Mauro Antônio Rocha (1)


A alienação fiduciária de coisa imóvel ingressou no ordenamento jurídico pátrio por meio da Lei nº 9.514, de 20 de novembro de 1997, passou a ser praticada pelas instituições financeiras em 2002 nos financiamentos imobiliários e foi adotada como o principal instrumento para a garantia de empréstimos e financiamentos em geral a partir da promulgação da Lei nº 10.931, de 02 de agosto de 2004, que desatou alguns nós da lei de regência e estendeu sua utilização para as demais operações financeiras.

Nos quase vinte anos de existência da lei – ou quinze anos de efetiva aplicação – a alienação fiduciária de coisa imóvel navegou nas águas serenas da estabilidade econômica, situação de pleno emprego e reajustes reais de salários sem ter sido submetida ao necessário teste de estresse que pudesse revelar suas deficiências e defeitos. Nesse período, foram firmados milhões de contratos de crédito com garantia fiduciária, dos quais parcela proporcionalmente irrelevante foi levado à execução extrajudicial por inadimplência – para consolidação da propriedade em nome do credor – e um número reduzido de conflitos foram judiciarizados.

Mudanças no humor político e econômico no país, no entanto, sugerem o recrudescimento da inadimplência contratual, com o agravamento do quadro de cobrança forçada das dívidas e, consequentemente, da reação judicial dos devedores e fiduciantes.

Ocorre que por conta da quietação e calmaria dos tempos bons os estudos sobre o instituto ficaram limitados à simplicidade dos procedimentos legais de concessão do crédito, quitação da dívida, consolidação da propriedade e execução extrajudicial do débito, de forma que os operadores do direito envolvidos parecem despreparados para compreender os atalhos e desvios que começam a surgir, assim como, os registradores de imóveis parecem dispostos a acumular exigências imprecisas e desnecessárias, que às vezes são atendidas pelos implicados com adaptações contratuais estapafúrdias e outras vezes contestadas com argumentos despropositados e descolados da lógica jurídica do instituto para, finalmente, serem levadas ao Judiciário na forma de ações, dúvidas ou pedidos de providências mal formulados, onde são examinadas burocraticamente e provocam decisões que não atendem aos interesses das partes e ao desejo de preservação jurídica desse indispensável instrumento de garantia dos créditos.
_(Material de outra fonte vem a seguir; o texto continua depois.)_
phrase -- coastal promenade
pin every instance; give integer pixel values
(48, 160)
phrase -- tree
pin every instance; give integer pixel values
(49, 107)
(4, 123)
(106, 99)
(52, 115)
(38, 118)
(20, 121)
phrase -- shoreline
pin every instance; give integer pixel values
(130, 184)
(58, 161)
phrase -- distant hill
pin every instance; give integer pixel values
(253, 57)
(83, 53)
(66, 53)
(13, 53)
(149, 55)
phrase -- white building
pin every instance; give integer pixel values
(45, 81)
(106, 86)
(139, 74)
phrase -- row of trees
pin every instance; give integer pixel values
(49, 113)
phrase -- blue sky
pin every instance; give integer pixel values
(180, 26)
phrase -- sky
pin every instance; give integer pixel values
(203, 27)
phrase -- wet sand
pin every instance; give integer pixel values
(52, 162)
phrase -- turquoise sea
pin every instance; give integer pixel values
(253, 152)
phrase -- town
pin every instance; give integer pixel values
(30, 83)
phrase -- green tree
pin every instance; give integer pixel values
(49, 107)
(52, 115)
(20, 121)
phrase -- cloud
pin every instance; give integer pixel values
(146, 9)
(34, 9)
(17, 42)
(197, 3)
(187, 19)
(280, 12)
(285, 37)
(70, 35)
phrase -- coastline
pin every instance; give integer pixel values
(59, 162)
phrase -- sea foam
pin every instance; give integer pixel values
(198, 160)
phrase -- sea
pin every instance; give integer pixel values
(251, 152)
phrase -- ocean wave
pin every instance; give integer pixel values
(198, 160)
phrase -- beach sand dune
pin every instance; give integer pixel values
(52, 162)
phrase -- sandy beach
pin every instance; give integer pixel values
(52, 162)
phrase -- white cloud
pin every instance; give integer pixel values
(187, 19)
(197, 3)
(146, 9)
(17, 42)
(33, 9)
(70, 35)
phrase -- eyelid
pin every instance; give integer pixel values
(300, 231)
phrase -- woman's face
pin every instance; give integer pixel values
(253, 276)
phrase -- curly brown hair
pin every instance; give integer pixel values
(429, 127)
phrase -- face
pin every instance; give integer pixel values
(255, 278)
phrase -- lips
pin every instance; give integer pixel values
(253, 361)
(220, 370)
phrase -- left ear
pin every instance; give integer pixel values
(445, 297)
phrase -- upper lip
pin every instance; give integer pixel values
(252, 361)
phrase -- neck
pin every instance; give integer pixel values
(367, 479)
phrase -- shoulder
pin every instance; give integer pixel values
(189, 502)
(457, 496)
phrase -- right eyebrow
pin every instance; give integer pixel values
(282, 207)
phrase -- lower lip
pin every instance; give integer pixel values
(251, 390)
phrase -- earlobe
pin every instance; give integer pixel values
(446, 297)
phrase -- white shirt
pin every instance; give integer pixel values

Exemplo disso é a reiterada negativa de cancelamento da averbação de consolidação de propriedade, a requerimento formal das partes, após a quitação da dívida pelo devedor decorrido o prazo legal para a purgação de mora, porque, no entender de alguns oficiais de registro, o art. 27 da Lei nº 9.514/97 é norma cogente que determina a realização de leilão público para a venda de imóvel objeto de consolidação da propriedade por conta do inadimplemento contratual e, portanto, essa obrigação não pode ser afastada para atender aos interesses das partes.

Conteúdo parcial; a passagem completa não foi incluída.